Да и не вышло бы, как потом оказалось.

Март, 24

…Я смеюсь, но раздается такой звук, как будто кого-то придушили — то ли мышку, то ли птичку.

(Маргарет Этвуд)

Скотти оказался завидным постояльцем. Просыпаясь, я находил его в своей постели, где бы эта постель ни находилась. Пока я ночевал дома, все было хорошо — он просыпался первым, принимал душ, распевая во все горло, заваривал кофе, надевал мою куртку и выводил довольного Бориса — соседи, правда, начали поглядывать на меня с недоумением — потом присаживался на кровать у меня в ногах и рассказывал какую-нибудь тягучую гэльскую историю, чаще всего — знакомую до оскомины, со всеми этими Фингалами, Дуэйнами, королями каледонцев, мшистыми камнями и лощеными тисами.
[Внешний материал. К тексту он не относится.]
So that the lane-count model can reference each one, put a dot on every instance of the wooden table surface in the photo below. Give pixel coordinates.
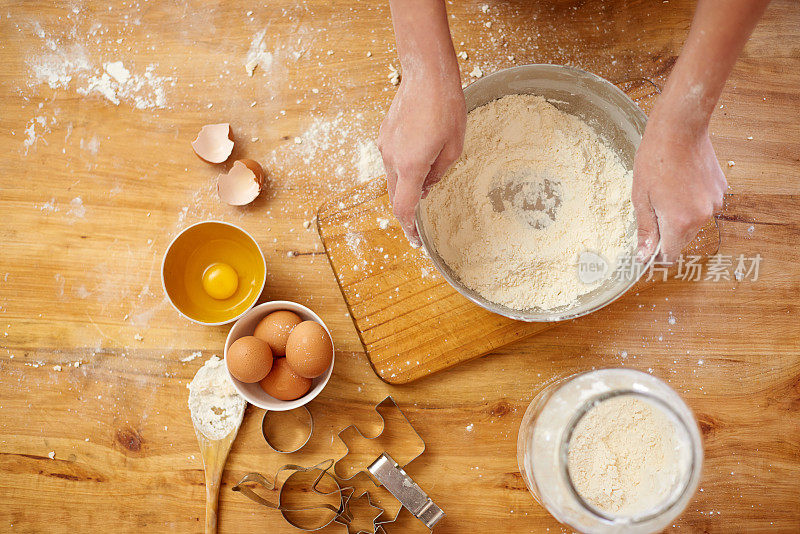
(91, 191)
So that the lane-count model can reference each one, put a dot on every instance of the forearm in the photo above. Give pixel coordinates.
(718, 33)
(423, 39)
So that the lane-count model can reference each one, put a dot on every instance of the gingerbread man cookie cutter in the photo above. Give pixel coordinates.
(383, 471)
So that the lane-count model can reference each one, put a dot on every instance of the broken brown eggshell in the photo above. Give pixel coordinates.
(214, 143)
(242, 184)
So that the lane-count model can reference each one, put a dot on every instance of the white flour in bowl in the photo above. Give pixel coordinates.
(623, 456)
(533, 189)
(214, 403)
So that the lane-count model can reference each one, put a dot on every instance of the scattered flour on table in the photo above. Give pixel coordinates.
(533, 189)
(370, 162)
(624, 456)
(214, 403)
(258, 55)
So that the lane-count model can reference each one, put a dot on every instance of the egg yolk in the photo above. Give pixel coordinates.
(220, 281)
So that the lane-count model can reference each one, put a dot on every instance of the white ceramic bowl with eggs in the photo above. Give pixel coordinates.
(245, 327)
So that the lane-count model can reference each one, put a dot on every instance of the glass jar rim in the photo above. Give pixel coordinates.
(675, 496)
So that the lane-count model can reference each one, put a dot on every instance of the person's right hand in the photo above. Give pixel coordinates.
(421, 136)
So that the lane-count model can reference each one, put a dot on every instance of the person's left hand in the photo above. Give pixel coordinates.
(677, 185)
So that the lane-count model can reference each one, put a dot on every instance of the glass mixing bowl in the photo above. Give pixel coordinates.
(617, 120)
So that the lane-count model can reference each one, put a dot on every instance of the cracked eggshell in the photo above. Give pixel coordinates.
(214, 143)
(242, 184)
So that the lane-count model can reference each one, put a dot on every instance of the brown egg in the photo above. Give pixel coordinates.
(309, 349)
(283, 383)
(249, 359)
(275, 328)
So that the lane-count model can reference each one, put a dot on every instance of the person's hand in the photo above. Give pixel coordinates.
(677, 186)
(422, 134)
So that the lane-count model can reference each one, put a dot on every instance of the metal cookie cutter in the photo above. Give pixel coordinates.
(272, 445)
(383, 471)
(394, 478)
(323, 467)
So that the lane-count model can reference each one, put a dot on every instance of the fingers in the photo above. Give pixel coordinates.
(446, 158)
(647, 223)
(391, 183)
(408, 192)
(678, 227)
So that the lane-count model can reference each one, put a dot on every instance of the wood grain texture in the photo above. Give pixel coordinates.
(81, 286)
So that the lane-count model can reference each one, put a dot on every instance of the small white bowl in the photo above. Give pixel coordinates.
(245, 327)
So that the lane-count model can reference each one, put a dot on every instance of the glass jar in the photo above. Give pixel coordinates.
(546, 431)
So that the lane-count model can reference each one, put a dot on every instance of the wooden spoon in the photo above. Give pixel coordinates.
(214, 453)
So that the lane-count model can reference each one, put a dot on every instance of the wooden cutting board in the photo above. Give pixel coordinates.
(411, 322)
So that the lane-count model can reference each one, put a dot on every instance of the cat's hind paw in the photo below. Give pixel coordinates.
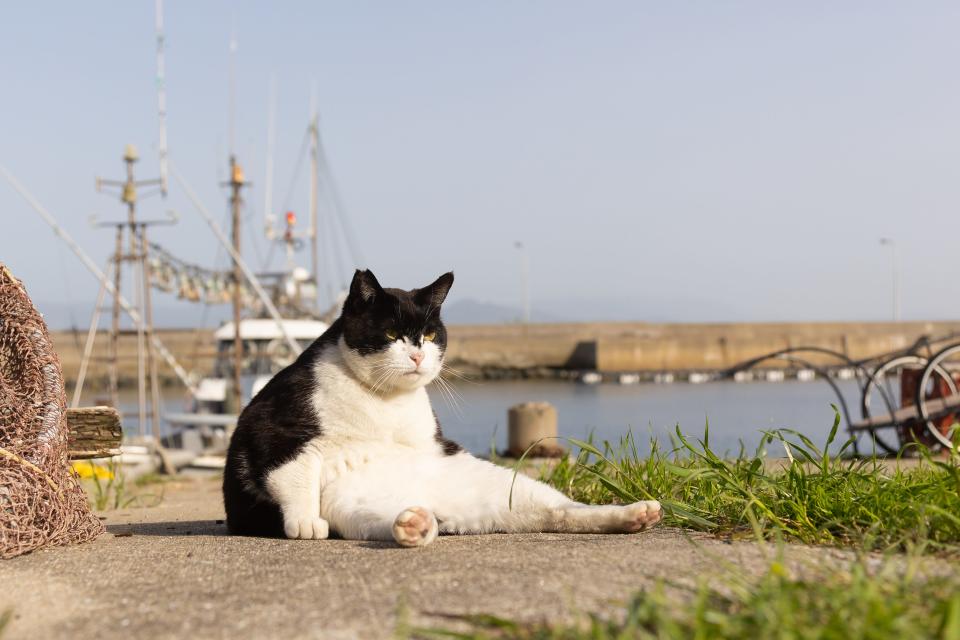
(641, 515)
(306, 528)
(415, 527)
Я покорно слушал и ждал, пока он уйдет. Он всегда уходил до половины десятого. Опаздываешь на партию в бильярд? спросил я его однажды, но он только повел рыжеватой бровью — поколение пепси не читает немецких утопических реалистов.

Жизнь разделилась на утро со Скотти и todo el resto.

На второй день мы осторожно выяснили отношения: он намеревался провести со мной остаток жизни, так и сказал, глядя мне в лицо своими честными глазами цвета мокрого сланца. Я был его автором, а значит, хозяином, он был моим персонажем, а значит, слугой, только недописанным, и оттого, вероятно, обиженным. Жак-фаталист без царя в голове. Забубенный валет небольшого ума.

Неделя у меня ушла на то, чтобы с этим смириться. Схема его появлений была невыносимо безупречной — Скотти просыпался со мной рядом, всегда в полосатой майке, всегда с легкого похмелья, всегда переполненный нарочитой утренней свежестью, последнее его свойство меня особенно утомляло.

Куда он девался потом, я не хотел даже думать. Мне представлялось некоторое помещение, устроенное на манер холодного бретонского ада, мой Скотти и, скажем, еще пара-тройка литературных подранков сидят там молча на золоченых стульях, вокруг них пляшет пламя, свинец кипит в котлах, а им зябко, скучно и как-то бестолково.

Пойти, что ли, навестить негодяя, думают они, и маленькие их недокрашенные сердца наполняются холодным свинцовым пламенем. Говорю же, и думать неохота.

На третий день я ночевал у знакомой девушки, обычное дело после редакционной вечеринки, и мы проснулись втроем. Скотти ловко выпутался из влажных цветастых простынь и молча направился в ванную, в распахнутых стеклах трюмо проплыли три его неуверенные сонные улыбки. Надо ли говорить, что у меня стало на одну знакомую девушку меньше. Я пытался обьясниться, ссылался даже на Солярис, приводил цитаты из Шамиссо, но девушка заперлась в ванной и отказывалась выходить, пока мы оба не уйдем.